Bu sebepten Selçuklular, hanedana mensup bir melik yada en seçkin komutanlarını Maraş ve Elbistan’a göndermekteydiler. I. Gıyaseddin Keyhüsrev döneminden itibaren ise Elbistan doğrudan doğruya Konya merkeze bağlanarak, valiler tarafından idare edilmeye başlandı. Maraş uç beyliğinin güçlenmesi ve Elbistan’ın iç kesimlerde kalması sebebiyle bu uygulamaya gidilmiştir. Pek çok meşhur Selçuklu ümerası Elbistan’a vali olarak tayin edilmiştir. Bunlardan bazıları, Hüsameddin Yusuf, Mübarüziddin Çavlı, Kamereddin Kamyâr, Felekûddin Halil, Emir Alamâddin ve Seyfüddin Ebû Bekir Candar.[1]

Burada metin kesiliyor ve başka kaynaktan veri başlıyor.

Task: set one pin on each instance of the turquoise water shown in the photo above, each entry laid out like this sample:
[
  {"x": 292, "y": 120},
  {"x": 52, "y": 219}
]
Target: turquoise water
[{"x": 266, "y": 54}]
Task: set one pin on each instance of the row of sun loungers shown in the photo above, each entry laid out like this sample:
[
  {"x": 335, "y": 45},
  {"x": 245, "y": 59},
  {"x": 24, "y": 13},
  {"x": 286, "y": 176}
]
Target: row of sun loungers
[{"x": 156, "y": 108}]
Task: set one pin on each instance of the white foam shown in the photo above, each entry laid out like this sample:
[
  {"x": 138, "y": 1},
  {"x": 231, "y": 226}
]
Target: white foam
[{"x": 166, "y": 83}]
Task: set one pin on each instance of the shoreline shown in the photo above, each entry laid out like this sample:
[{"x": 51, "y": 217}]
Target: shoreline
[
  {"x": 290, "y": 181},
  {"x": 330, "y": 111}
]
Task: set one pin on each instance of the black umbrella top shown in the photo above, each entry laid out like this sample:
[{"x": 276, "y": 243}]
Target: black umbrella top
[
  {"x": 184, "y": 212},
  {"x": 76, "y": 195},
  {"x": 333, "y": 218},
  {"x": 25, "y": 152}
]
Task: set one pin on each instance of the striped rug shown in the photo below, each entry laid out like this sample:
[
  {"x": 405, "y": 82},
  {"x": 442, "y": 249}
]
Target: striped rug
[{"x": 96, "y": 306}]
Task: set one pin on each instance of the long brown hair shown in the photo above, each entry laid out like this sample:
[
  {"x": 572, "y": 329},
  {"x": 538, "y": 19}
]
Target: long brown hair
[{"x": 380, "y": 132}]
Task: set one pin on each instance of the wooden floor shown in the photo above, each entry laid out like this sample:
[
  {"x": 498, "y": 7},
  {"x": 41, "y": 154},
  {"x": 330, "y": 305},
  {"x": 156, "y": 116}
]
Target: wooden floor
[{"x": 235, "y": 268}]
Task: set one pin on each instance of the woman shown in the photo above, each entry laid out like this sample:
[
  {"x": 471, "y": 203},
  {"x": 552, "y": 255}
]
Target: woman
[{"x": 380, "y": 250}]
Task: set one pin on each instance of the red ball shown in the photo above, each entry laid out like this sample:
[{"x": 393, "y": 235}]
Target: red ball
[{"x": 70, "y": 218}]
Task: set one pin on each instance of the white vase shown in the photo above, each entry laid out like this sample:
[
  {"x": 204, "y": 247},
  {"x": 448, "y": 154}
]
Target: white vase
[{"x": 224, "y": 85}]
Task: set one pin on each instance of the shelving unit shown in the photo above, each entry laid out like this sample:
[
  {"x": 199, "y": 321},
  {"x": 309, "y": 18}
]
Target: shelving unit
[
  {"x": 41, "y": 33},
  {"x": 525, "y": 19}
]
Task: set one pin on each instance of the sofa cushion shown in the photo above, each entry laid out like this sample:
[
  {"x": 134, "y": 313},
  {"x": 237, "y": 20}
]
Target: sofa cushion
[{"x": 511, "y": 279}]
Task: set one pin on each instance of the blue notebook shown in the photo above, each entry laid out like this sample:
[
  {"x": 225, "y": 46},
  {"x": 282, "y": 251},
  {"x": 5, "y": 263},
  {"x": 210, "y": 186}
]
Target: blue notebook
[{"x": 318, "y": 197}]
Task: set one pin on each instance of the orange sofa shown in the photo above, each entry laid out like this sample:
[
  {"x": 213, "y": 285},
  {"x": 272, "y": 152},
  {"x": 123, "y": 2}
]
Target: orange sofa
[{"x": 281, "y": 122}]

Konu hakkında yerli kaynaklar yok denecekkadar azdır. Irak, Suriye gibi bölgelerdeki tarihçilerin önceliği ise Anadolu Selçuklularından ziyade Haçlılar ve Zengiler ve diğer Müslüman bölgelerdir. Kouyla ilgili bilgiler dönemin ana kaynaklarından Süryani Mihail ve Urfalı Metteos gibi Sürani ve Ermeni tarihçilerin verdiği bilgilerle sınırlıdır.
[1] Gökhan, Başlangıçtan Kurtuluş Harbine…, s. 106.